[<prev] [next>] [<thread-prev] [thread-next>] [day] [month] [year] [list]
Message-ID: <93e73a42-0afc-4749-89db-73b9f72c8b0b@arm.com>
Date: Tue, 5 Nov 2024 09:53:49 +0000
From: Christian Loehle <christian.loehle@....com>
To: Phil Auld <pauld@...hat.com>, Dietmar Eggemann <dietmar.eggemann@....com>
Cc: Peter Zijlstra <peterz@...radead.org>, mingo@...hat.com,
juri.lelli@...hat.com, vincent.guittot@...aro.org, rostedt@...dmis.org,
bsegall@...gle.com, mgorman@...e.de, vschneid@...hat.com,
linux-kernel@...r.kernel.org, kprateek.nayak@....com,
wuyun.abel@...edance.com, youssefesmat@...omium.org, tglx@...utronix.de,
efault@....de
Subject: Re: [PATCH 17/24] sched/fair: Implement delayed dequeue
On 11/4/24 12:50, Phil Auld wrote:
>
> Hi Dietmar,
>
> On Mon, Nov 04, 2024 at 10:28:37AM +0100 Dietmar Eggemann wrote:
>> Hi Phil,
>>
>> On 01/11/2024 13:47, Phil Auld wrote:
>>>
>>> Hi Peterm
>>>
>>> On Sat, Jul 27, 2024 at 12:27:49PM +0200 Peter Zijlstra wrote:
>>>> Extend / fix 86bfbb7ce4f6 ("sched/fair: Add lag based placement") by
>>>> noting that lag is fundamentally a temporal measure. It should not be
>>>> carried around indefinitely.
>>>>
>>>> OTOH it should also not be instantly discarded, doing so will allow a
>>>> task to game the system by purposefully (micro) sleeping at the end of
>>>> its time quantum.
>>>>
>>>> Since lag is intimately tied to the virtual time base, a wall-time
>>>> based decay is also insufficient, notably competition is required for
>>>> any of this to make sense.
>>>>
>>>> Instead, delay the dequeue and keep the 'tasks' on the runqueue,
>>>> competing until they are eligible.
>>>>
>>>> Strictly speaking, we only care about keeping them until the 0-lag
>>>> point, but that is a difficult proposition, instead carry them around
>>>> until they get picked again, and dequeue them at that point.
>>>
>>> This one is causing a 10-20% performance hit on our filesystem tests.
>>>
>>> On 6.12-rc5 (so with the latest follow ons) we get:
>>>
>>> with DELAY_DEQUEUE the bandwidth is 510 MB/s
>>> with NO_DELAY_DEQUEUE the bandwidth is 590 MB/s
>>>
>>> The test is fio, something like this:
>>>
>>> taskset -c 1,2,3,4,5,6,7,8 fio --rw randwrite --bs 4k --runtime 1m --fsync 0 --iodepth 32 --direct 1 --ioengine libaio --numjobs 8 --size 30g --nrfiles 1 --loops 1 --name default --randrepeat 1 --time_based --group_reporting --directory /testfs
>>
>> I'm not seeing this on my i7-13700K running tip sched/core (1a6151017ee5
>> - sched: psi: pass enqueue/dequeue flags to psi callbacks directly
>> (2024-10-26 Johannes Weiner)) (6.12.0-rc4 - based)
>>
>> Using 'taskset 0xaaaaa' avoiding SMT and running only on P-cores.
>>
>> vanilla features: 990MB/s (mean out of 5 runs, σ: 9.38)
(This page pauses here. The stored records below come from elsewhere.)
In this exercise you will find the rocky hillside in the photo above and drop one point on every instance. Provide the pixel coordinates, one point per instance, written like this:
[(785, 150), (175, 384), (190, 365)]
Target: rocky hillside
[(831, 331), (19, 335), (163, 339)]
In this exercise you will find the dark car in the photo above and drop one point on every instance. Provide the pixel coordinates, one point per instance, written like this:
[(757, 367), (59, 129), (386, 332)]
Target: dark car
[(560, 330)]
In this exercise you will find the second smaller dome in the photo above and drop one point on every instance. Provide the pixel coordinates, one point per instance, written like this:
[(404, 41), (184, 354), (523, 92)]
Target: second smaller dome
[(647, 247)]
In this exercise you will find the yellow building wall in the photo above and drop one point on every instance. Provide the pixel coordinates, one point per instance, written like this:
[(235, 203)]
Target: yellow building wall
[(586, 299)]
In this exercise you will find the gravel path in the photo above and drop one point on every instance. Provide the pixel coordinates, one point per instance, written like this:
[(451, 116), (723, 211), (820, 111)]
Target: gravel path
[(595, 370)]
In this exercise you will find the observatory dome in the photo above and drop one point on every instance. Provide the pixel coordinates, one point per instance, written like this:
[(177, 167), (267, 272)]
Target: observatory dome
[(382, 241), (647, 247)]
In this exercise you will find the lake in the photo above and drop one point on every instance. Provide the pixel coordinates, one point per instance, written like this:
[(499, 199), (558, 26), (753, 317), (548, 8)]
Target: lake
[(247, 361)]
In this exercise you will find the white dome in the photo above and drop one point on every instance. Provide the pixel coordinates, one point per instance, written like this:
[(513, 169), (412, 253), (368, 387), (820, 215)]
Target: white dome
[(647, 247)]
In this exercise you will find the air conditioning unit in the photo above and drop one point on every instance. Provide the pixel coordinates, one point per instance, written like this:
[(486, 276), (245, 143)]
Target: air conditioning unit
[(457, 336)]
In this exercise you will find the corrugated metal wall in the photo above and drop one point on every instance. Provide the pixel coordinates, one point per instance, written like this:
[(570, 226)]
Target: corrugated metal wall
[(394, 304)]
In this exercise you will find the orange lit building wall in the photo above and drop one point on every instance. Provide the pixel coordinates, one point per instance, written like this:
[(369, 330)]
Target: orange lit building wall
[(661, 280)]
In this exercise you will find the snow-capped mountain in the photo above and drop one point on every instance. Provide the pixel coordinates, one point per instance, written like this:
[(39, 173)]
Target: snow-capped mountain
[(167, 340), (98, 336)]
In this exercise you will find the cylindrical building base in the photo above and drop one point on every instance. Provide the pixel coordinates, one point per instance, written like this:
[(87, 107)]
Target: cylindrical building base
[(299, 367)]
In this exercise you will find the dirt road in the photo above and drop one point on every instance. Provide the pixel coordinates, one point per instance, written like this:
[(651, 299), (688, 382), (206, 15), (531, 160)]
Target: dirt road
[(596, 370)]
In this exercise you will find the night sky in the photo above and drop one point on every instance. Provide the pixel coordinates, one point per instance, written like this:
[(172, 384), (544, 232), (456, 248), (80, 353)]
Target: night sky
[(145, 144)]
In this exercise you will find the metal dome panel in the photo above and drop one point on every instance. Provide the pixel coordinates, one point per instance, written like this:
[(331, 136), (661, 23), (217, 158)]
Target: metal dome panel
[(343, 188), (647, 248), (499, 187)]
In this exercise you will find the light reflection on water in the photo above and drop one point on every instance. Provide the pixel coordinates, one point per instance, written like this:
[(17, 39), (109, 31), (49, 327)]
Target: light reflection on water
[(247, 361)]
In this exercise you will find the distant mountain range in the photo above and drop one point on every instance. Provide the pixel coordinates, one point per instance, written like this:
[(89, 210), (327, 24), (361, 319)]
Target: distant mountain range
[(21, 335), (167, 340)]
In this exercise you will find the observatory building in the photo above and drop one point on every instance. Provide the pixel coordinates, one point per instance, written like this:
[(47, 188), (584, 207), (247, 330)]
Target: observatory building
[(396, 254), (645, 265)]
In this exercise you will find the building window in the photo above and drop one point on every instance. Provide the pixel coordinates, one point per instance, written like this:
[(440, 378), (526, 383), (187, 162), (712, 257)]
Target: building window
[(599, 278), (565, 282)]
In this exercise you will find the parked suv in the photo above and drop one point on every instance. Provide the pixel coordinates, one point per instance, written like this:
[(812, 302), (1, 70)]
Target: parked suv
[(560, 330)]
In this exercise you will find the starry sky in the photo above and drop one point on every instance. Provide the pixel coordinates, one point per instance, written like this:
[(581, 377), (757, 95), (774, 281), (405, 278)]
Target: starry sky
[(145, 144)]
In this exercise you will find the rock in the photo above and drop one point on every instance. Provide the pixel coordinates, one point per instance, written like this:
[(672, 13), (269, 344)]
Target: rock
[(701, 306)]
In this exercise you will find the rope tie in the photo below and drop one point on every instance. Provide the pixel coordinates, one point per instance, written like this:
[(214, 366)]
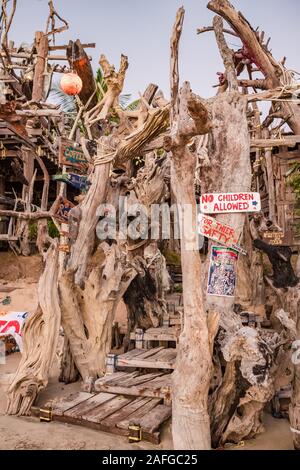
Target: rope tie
[(294, 430), (102, 158)]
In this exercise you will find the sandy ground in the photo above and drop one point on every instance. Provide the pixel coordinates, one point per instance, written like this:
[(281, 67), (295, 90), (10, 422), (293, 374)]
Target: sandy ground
[(30, 433)]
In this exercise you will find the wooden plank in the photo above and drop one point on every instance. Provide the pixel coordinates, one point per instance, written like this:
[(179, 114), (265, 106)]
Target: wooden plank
[(88, 405), (131, 354), (68, 402), (147, 353), (148, 363), (152, 388), (152, 420), (125, 412), (144, 378), (101, 412), (167, 355), (159, 382), (158, 334), (139, 414), (108, 378)]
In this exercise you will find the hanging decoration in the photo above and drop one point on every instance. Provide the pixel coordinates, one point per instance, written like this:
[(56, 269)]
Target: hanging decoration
[(71, 83), (222, 272)]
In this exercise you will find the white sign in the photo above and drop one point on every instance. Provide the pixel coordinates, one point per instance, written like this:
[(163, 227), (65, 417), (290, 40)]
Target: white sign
[(219, 203), (11, 324), (219, 232)]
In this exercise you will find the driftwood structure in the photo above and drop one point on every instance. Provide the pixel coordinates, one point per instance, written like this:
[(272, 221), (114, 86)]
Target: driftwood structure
[(65, 173)]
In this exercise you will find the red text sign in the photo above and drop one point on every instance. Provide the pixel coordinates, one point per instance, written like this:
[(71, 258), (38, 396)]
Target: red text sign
[(218, 203)]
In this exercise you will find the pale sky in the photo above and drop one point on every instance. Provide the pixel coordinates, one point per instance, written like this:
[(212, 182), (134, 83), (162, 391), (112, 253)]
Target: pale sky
[(141, 30)]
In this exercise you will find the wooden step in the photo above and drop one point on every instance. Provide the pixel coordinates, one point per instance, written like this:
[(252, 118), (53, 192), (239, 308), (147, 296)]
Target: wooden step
[(152, 385), (156, 334), (156, 358), (111, 413), (8, 238)]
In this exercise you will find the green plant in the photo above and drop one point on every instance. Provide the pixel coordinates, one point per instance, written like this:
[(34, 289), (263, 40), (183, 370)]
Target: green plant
[(32, 227), (52, 229)]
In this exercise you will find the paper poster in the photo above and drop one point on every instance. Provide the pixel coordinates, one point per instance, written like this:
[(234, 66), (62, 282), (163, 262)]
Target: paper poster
[(11, 325), (71, 154), (222, 272), (218, 203), (218, 232)]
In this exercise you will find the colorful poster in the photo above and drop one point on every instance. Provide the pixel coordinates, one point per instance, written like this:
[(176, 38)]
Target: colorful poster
[(218, 203), (222, 272), (219, 232), (71, 154), (11, 324)]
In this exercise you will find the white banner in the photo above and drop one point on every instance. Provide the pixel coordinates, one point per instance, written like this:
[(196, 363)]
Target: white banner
[(220, 203), (11, 324)]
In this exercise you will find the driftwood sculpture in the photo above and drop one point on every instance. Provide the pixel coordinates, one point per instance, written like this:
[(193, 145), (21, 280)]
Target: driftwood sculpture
[(156, 152)]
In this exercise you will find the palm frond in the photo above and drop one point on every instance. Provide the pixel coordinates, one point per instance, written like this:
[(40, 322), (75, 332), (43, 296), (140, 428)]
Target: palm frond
[(133, 106), (66, 103)]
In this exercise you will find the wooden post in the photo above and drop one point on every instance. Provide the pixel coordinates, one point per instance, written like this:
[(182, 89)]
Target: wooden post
[(270, 175), (38, 80), (2, 193)]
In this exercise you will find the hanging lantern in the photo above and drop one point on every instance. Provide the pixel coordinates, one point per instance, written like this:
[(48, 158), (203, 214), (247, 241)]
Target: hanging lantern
[(71, 83)]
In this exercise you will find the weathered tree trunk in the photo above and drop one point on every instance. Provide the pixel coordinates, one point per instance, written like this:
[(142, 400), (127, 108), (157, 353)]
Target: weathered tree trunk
[(191, 378), (39, 95), (260, 55), (40, 341)]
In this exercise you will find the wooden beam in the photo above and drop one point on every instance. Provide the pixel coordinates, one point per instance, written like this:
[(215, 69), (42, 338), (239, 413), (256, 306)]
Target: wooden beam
[(39, 70), (65, 46), (289, 141), (79, 60)]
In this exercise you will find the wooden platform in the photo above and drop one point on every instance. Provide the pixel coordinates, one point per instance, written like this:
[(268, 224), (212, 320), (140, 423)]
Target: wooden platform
[(152, 385), (156, 358), (112, 413), (158, 334)]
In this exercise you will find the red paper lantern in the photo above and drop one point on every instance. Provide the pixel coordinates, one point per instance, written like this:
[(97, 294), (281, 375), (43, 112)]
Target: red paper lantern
[(71, 83)]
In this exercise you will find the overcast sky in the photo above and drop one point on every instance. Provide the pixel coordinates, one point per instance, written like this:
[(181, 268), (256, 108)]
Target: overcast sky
[(141, 30)]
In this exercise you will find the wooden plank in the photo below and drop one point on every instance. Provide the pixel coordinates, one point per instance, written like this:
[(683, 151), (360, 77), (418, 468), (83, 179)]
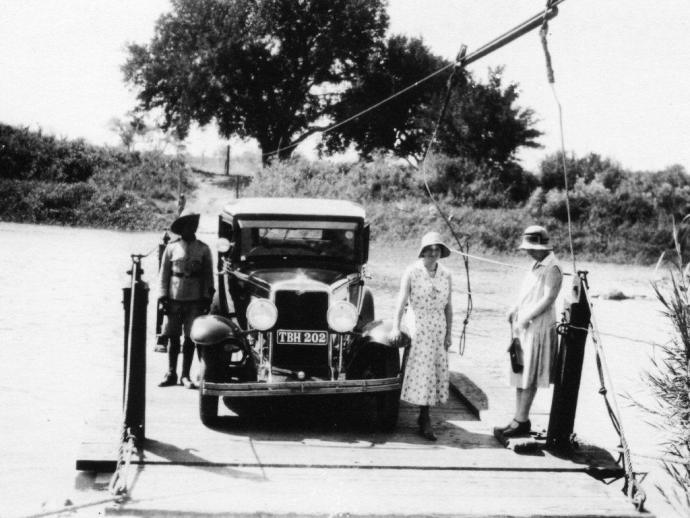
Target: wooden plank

>> NO_DELAY_DEQUEUE: 992MB/s (mean out of 5 runs, σ: 10.61)
>>
>> # sudo lshw -class disk -class storage
>> *-nvme
>> description: NVMe device
>> product: GIGABYTE GP-ASM2NE6500GTTD
>> vendor: Phison Electronics Corporation
>> physical id: 0
>> bus info: pci@...0:01:00.0
>> logical name: /dev/nvme0
>> version: EGFM13.2
>> ...
>> capabilities: nvme pciexpress msix msi pm nvm_express bus_master cap_list
>> configuration: driver=nvme latency=0 nqn=nqn.2014.08.org.nvmexpress:19871987SN215108954872 GIGABYTE GP-ASM2NE6500GTTD state=live
>> resources: irq:16 memory:70800000-70803fff
>>
>> # mount | grep ^/dev/nvme0
>> /dev/nvme0n1p2 on / type ext4 (rw,relatime,errors=remount-ro)
>>
>> Which disk device you're using?
>
> Most of the reports are on various NVME drives (samsung mostly I think).
>
>
> One thing I should add is that it's all on LVM:
>
>
> vgcreate vg /dev/nvme0n1 -y
> lvcreate -n thinMeta -L 3GB vg -y
> lvcreate -n thinPool -l 99%FREE vg -y
> lvconvert --thinpool /dev/mapper/vg-thinPool --poolmetadata /dev/mapper/vg-thinMeta -Zn -y
> lvcreate -n testLV -V 1300G --thinpool thinPool vg
> wipefs -a /dev/mapper/vg-testLV
> mkfs.ext4 /dev/mapper/vg-testLV -E lazy_itable_init=0,lazy_journal_init=0 -F
> mount /dev/mapper/vg-testLV /testfs
>
>
> With VDO or thinpool (as above) it shows on both ext4 and xfs. With fs on
> drive directly it's a little more variable. Some it shows on xfs, some it show
> on ext4 and not vice-versa, seems to depend on the drive or hw raid. But when
> it shows it's 100% reproducible on that setup.
>
> It's always the randwrite numbers. The rest look fine.
Hi Phil,
Thanks for the detailed instructions. Unfortunately even with your LVM setup on
the platforms I've tried I don't see a regression so far, all the numbers are
about equal for DELAY_DEQUEUE and NO_DELAY_DEQUEUE.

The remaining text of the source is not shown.